How can I use Java Stream to find the average of all values that share a key?

Tags: ,



I’m having a lot of trouble with trying to average the values of a map in java. My method takes in a text file and sees the average length of each word starting with a certain letter (case insensitive and goes through all words in the text file.

For example, let’s say I have a text file that contains the following::

"Apple arrow are very common Because bees behave Cant you come home"

My method currently returns:

{A=5, a=8, B=7, b=10, c=10, C=5, v=4, h=4, y=3}

Because it is looking at the letters and finding the average length of the word, but it is still case sensitive.

It should return:

{A=5, a=8, B=7, b=10, c=10, C=5, v=4, h=4, y=3}

{a=4.3, b=5.5, c=5.0, v=4.0, h=4.0, y=3}

This is what I have so far.

public static Map<String, Integer> findAverageLength(String filename) {
    
     Map<String, Integer> wordcount = new TreeMap<>(String.CASE_INSENSITIVE_ORDER);
       
        try 
        {
            Scanner in = new Scanner(new File(filename));
            List<String> wordList = new ArrayList<>();
            while (in.hasNext()) 
            {
                wordList.add(in.next());
            }

            wordcount = wordList.stream().collect(Collectors.toConcurrentMap(w->w.substring(0,1), w -> w.length(), Integer::sum));
            System.out.println(wordcount);
            
        }
        
        catch (IOException e)
        {
            System.out.println("File: " + filename + " not found");
        }
                    
  return wordcount; 
}

Answer

You are almost there.

You could try the following.

  • We group by the first character of the word, converted to lowercase.

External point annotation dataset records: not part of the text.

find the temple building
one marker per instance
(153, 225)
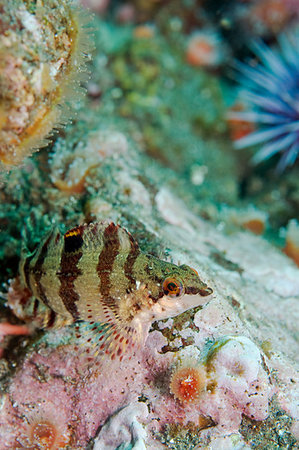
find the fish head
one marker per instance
(175, 290)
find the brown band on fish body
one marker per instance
(67, 275)
(107, 257)
(27, 270)
(130, 261)
(38, 271)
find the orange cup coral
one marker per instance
(42, 46)
(187, 383)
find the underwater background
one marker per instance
(179, 121)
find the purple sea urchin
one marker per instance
(271, 89)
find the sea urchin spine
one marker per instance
(271, 88)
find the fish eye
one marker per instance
(172, 287)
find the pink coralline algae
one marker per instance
(51, 388)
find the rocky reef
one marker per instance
(151, 149)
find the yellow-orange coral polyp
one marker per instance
(187, 383)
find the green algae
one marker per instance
(270, 434)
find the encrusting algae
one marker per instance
(97, 273)
(43, 48)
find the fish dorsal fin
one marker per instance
(100, 234)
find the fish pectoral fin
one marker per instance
(115, 340)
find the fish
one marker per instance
(96, 274)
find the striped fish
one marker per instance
(97, 273)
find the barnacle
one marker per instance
(271, 89)
(43, 47)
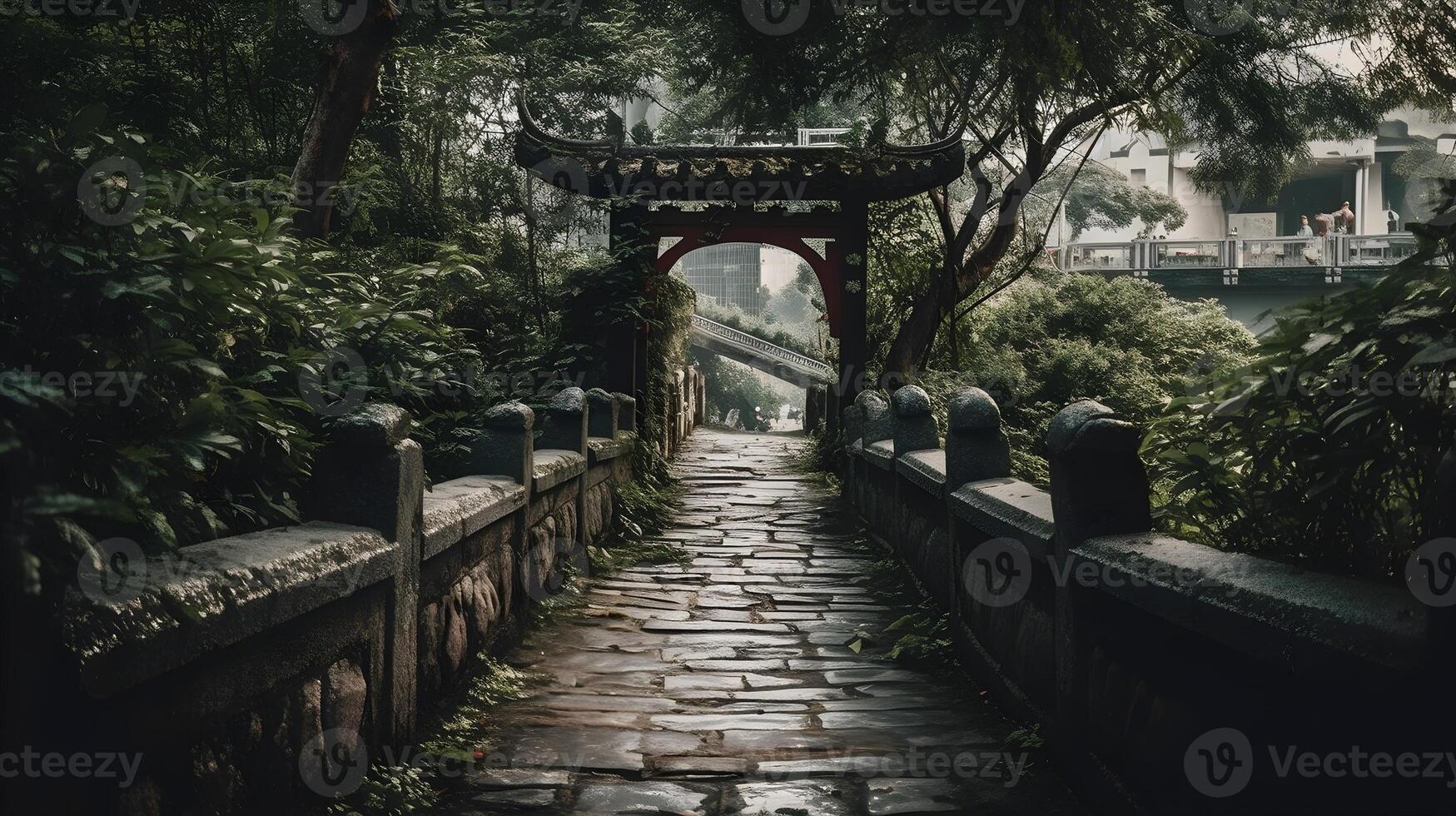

This lets us collect into a Map<Character, …>, where the key is the first letter of each word. A typical map entry would then look like

    a = [ Apple, arrow, are ]
    
  • Then, the average of each group of word lengths is calculated, using the averagingDouble method. A typical map entry would then look like

    a = 4.33333333
    

Here is the code:

// groupingBy and averagingDouble are static imports from
// java.util.stream.Collectors
Map<Character, Double> map = Arrays.stream(str.split(" "))
    .collect(groupingBy(word -> Character.toLowerCase(word.charAt(0)),
        averagingDouble(String::length)));

Note that, for brevity, I left out additional things like null checks, empty strings and Locales.

Also note that this code was heavily improved responding to the comments of Olivier Grégoire and Holger below.



Source: stackoverflow